Qual è il punto mediano che serve oggi all’Italia? Non chiedetelo ai partiti, questo non lo sanno e non lo vogliono sapere. Il Pdl di Berlusconi, sapendo che stavolta arriva secondo è arrivato a chiedere e suggerire un piccolo premio in seggi per il secondo arrivato. Sapendo che probabilmente stavolta non arriva primo vuole che il premio al primo arrivato sia il più piccolo possibile. Sapendo che sono ormai una federazione rissosa di mini partiti e famiglie quelli del Pdl rivogliono le preferenze così se ognuno fa per sè qualche voto si rimedia mentre se c’è solo il candidato nel collegio il Pdl di una “famiglia” non si smuove per quello dell’altra “famiglia” e viceversa. Sapendo di avere pochi e non in buona salute possibili alleati il Pdl non vuole premi di coalizione. Statisti.

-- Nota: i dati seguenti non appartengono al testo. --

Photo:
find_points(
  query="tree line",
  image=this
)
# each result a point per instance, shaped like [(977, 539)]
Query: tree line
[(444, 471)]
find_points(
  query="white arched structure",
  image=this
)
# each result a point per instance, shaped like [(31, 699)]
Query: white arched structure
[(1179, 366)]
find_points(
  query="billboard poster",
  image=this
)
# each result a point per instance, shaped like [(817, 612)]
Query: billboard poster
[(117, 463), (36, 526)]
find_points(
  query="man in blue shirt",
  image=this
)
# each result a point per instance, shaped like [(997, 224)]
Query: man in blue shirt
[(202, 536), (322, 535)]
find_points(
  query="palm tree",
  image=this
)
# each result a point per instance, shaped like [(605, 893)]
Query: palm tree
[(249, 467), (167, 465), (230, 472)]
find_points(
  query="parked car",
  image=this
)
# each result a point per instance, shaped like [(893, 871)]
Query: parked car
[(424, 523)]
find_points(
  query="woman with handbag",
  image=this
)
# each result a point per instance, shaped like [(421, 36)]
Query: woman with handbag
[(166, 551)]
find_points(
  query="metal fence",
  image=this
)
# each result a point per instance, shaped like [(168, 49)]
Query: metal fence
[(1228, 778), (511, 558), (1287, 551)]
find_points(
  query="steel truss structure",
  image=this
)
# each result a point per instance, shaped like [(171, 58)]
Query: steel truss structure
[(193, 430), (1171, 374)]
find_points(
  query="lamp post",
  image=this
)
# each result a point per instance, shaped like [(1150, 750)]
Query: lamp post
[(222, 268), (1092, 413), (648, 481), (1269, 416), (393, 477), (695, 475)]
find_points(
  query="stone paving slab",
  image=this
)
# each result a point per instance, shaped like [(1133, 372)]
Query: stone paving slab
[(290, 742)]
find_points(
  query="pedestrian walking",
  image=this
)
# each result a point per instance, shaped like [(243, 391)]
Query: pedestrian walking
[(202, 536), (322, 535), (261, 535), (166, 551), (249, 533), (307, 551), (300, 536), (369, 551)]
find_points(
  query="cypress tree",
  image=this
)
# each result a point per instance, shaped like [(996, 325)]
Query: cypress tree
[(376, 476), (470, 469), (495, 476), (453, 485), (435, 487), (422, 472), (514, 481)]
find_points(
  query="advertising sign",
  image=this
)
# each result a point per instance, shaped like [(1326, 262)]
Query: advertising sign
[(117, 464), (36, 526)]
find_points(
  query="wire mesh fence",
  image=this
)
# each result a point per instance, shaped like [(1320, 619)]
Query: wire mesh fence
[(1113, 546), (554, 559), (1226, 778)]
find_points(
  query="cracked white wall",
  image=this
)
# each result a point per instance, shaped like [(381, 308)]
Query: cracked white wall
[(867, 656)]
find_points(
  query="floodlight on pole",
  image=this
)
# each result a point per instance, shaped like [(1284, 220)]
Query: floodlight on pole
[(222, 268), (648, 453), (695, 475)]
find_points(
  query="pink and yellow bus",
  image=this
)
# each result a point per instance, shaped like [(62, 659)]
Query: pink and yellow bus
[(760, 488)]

Il Pd di Bersani, fiutando che stavolta arriva primo e sapendo che può allearsi con Vendola, Casini o tutti e due vuole un bel premio grosso per la coalizione vincente. Tanto grosso da permettergli di scaricare Di Pietro dall’alleanza ma non tanto grosso da essere costretto all’alleanza con Vendola e Di Pietro e solo loro due. Il Pd non vuole le preferenze che, dice giustamente Bersani, “riportano a Teangentopoli”. Ma non vuole neanche il premio di maggioranza ai partiti che, sempre Bersani: “Porterebbe l’Italia in Grecia”. Esagerato, porterebbe solo il Pd ad essere obbligato a dire cosa è davvero. Ma dire questo il Pd non può, si squaglierebbe. Pd vince solo se alleato e quindi “obbligato” ad ambiguità politica, prima fra tutte quella di fronte al suo elettorato.

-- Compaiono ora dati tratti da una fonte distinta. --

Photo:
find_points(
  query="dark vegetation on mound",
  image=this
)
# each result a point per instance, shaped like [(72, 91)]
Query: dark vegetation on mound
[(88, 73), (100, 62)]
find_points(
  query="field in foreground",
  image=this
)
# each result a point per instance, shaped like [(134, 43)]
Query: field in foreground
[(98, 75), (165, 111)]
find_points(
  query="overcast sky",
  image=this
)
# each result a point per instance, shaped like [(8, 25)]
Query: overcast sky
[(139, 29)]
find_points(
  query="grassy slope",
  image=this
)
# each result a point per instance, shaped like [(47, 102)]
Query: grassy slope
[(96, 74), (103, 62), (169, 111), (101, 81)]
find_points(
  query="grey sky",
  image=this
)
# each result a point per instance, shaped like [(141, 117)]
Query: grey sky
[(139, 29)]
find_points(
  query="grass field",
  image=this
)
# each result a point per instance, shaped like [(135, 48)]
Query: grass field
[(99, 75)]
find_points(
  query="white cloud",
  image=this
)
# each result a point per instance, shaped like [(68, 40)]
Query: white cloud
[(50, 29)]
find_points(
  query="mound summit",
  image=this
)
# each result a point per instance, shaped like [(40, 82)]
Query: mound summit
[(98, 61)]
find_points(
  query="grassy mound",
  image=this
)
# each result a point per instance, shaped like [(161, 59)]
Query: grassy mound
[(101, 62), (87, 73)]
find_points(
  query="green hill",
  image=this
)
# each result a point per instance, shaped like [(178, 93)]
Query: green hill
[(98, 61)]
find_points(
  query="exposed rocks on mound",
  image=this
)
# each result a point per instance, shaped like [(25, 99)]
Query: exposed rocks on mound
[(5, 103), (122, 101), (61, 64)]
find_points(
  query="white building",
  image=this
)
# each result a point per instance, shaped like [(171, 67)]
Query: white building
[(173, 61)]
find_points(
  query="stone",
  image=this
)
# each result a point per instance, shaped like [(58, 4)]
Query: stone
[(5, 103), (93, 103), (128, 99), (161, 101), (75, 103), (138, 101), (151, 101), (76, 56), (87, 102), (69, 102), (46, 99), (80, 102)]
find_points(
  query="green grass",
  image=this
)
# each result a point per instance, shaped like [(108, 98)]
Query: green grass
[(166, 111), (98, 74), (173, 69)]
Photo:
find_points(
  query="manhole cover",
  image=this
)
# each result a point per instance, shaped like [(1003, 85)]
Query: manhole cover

Di Pietro, Vendola e Maroni vogliono una legge elettorale che faccia di ciascuno di loro minoranza sì, ma “di blocco”. L’Udc di Casini vuole le preferenze. Un po’ tutti ma tutti senza dirlo vogliono conservare a se stessi, ai partiti, la possibilità di “nominare” una quota di parlamentari sicuri prima ancora che siano eletti. E poi c’è la storia dei collegi: a seconda di come li disegni secondo consolidata e probabile geografia elettorale pieghi di qua o di là l’esito elettorale. E poi la soglia di sbarramento stto la quale non vai in Parlamento se  non per “diritto di tribuna”, insomma ci via con un pugnetto di parlamentari. La “soglia” che Di Pietro e Vendola vogliono bassissima, Maroni, guarda un po’, la vuole territoriale. Se all’Italia serve oggi una legge elettorale che aiuti l’elettore a scegliere e i partiti a formare un governo credibile nel 2013 serve una legge in cui ogni partito possa essere misurato con chiarezza per quello che è: quindi una dose di proporzionale. Poi la legge deve consentire al partito vincente di formare un governo senza dipendere per ogni passo e respiro dagli alleati, quindi un premio di maggioranza al partito. Poi la legge deve far competere i candidati sul territorio senza che diventi un mercato: quindi collegi e non preferenze. Il tutti si mescola meglio che in ogni altra miscela in un doppio turno: al primo i partiti e i candidati vanno da soli, al secondo vanno i primi tre o quattro o comunque quelli sopra una quota di consensi ottenuti. Dopo il secondo turno si sa con chiarezza chi ha vinto ed è lo stesso meccanismo elettorale che lo premia in seggi e non lo obbliga ad alleanze forzate. E’ quella legge che oggi ci servirebbe, ottima ragione per la quale non sarà la legge che verrà fatta.